The fundamentals are largely unchanged – you can play PC games on Shield streamed across a local network. Games are rendered at 720p on a compatible system (system requirements note GeForce 650 or higher), which are then encoded and streamed in a low-latency format to Shield, which acts like a remote control.
There’s a new feature that goes hand in hand with GameStream, called console mode. The name pretty much gives away NVIDIA’s long term aspirations for Shield as well. In this mode, Shield can be connected to a TV over HDMI and used in conjunction with a bluetooth controller to stream PC games into the living room. You could do this before to some extent, the new feature now is that Shield will prompt you upon plugging in HDMI about whether you want to use console mode, and reboot with a 1080p framebuffer.
This enables native Android games to play at 1080p along with the native Android UI. GameStream over WiFi remains limited to 720p, however a future update will enable 1080p quality streaming if you’re connected to Ethernet with a USB-OTG cable and USB ethernet adapter. Although the Android 4.3 build NVIDIA has supplied works with USB-OTG and USB ethernet adapters (I tried mine), it’s true that streaming at 1080p over that faster rate will have to wait, probably for a newer GeForce Experience release.
NVIDIA sent over a Nyko PlayPad Pro bluetooth controller to try out console mode. It’s easy enough to pair the controller to Shield and then navigate the Android UI using it, since the controls map essentially 1:1 with the native gamepad on Shield.

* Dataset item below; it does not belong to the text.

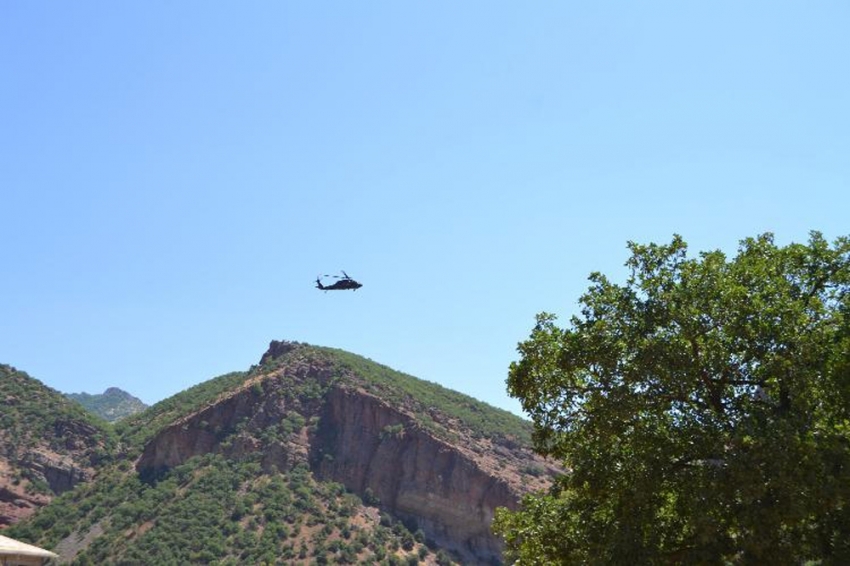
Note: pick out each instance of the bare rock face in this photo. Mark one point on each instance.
(448, 489)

The bluetooth controller has minimal latency, and the Bluetooth and WiFi combo in Shield seems to time slice fast enough that control using the wireless controller while simultaneously streaming content over WiFi doesn’t cause any additional stuttering or latency. I have to say that I think this is a much more enjoyable PC game streaming scenario, although it does reduce Shield to little more than an HDMI sink and Bluetooth adapter.

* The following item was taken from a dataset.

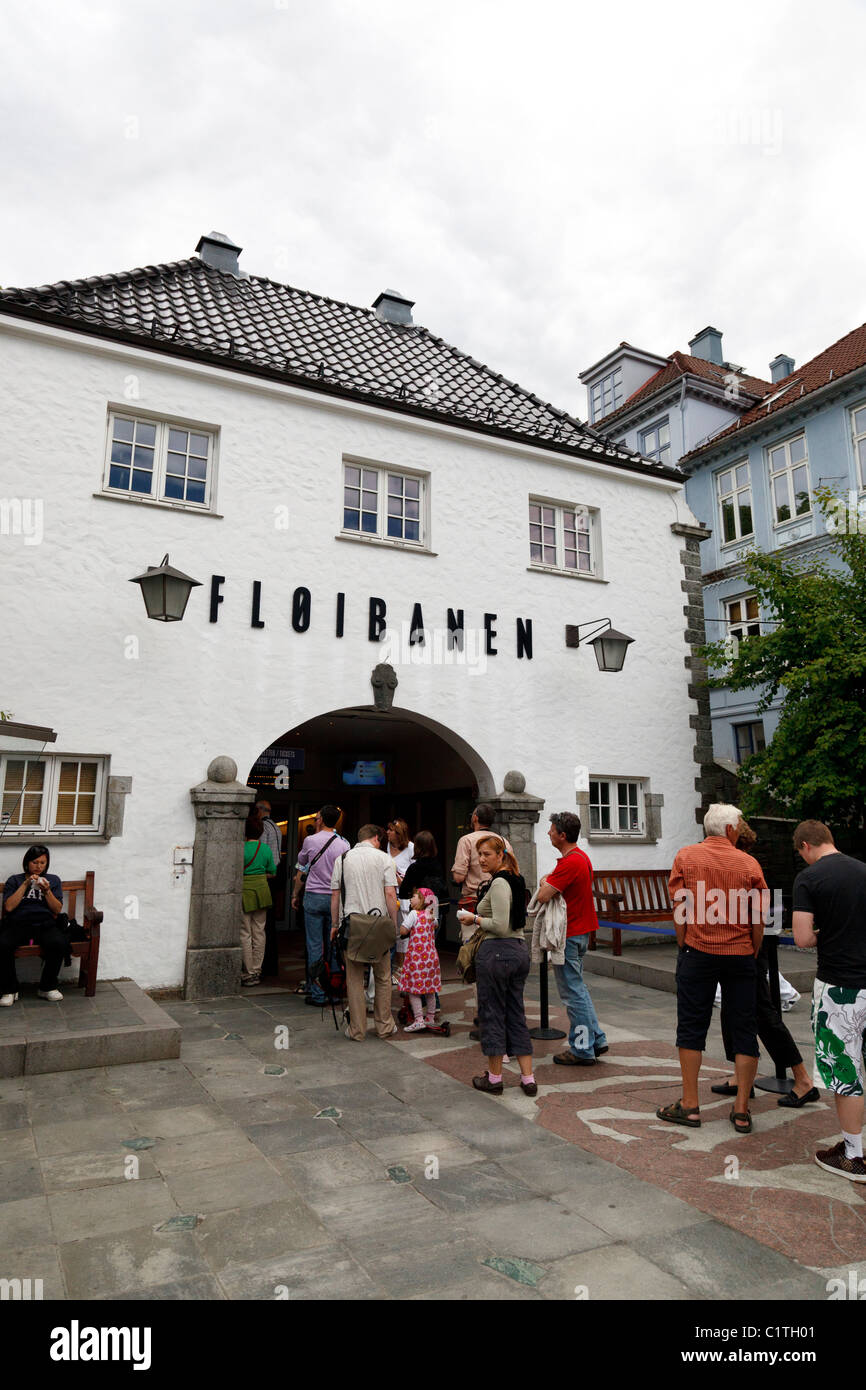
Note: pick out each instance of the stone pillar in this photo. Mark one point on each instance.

Lastly there’s a new feature called gamepad mapper which maps and emulates on screen touches from the controller. This enables Shield control of games which don’t work natively with the Android gamepad input APIs. NVIDIA has built a number of profiles which map their analog sticks and buttons, and users can build their own. Launch one of these apps, and you get a notification that the mapper has started. Long pressing the start key brings up an overlay with the gamepad builder and the current mapping so you can know what buttons map to what on-screen elements or commands.
I tried this with a few games, and initially it’s a little jarring, but the emulated profiles do work and enable more games than before to use Shield controls, which was one of the big prior limitations. Although I would still prefer for more Android games to just get their act together and use the gamepad input APIs, this does sort of bridge the gap and enable NVIDIA to make the case that Shield does support the rest of the Android game library. I suspected something like this was coming when I first saw Shield back at CES 2013.
NVIDIA has pushed out a big update to Shield, and a relatively timely Android 4.3 update to boot, although there’s 4.4 KitKat just around the corner, which I know is in the hands of most SoC vendors participating in the PDK (Platform Development Kit). Console mode makes a ton of sense, GameShield coming out of beta is a great step forward, and gamepad mapper lets Shield work in theory with the remaining Android game library. It's exactly the kind of update that Shield needed to stay fresh.
The update comes just in time for the holiday shopping season, and NVIDIA was also quick to note that it’s giving $100 off of Shield and three games with the purchase of a GeForce GTX 770, 780, or Titan, or $50 off of Shield and two games with the purchase of a GTX 660, 660 Ti, 670, 680, or 760.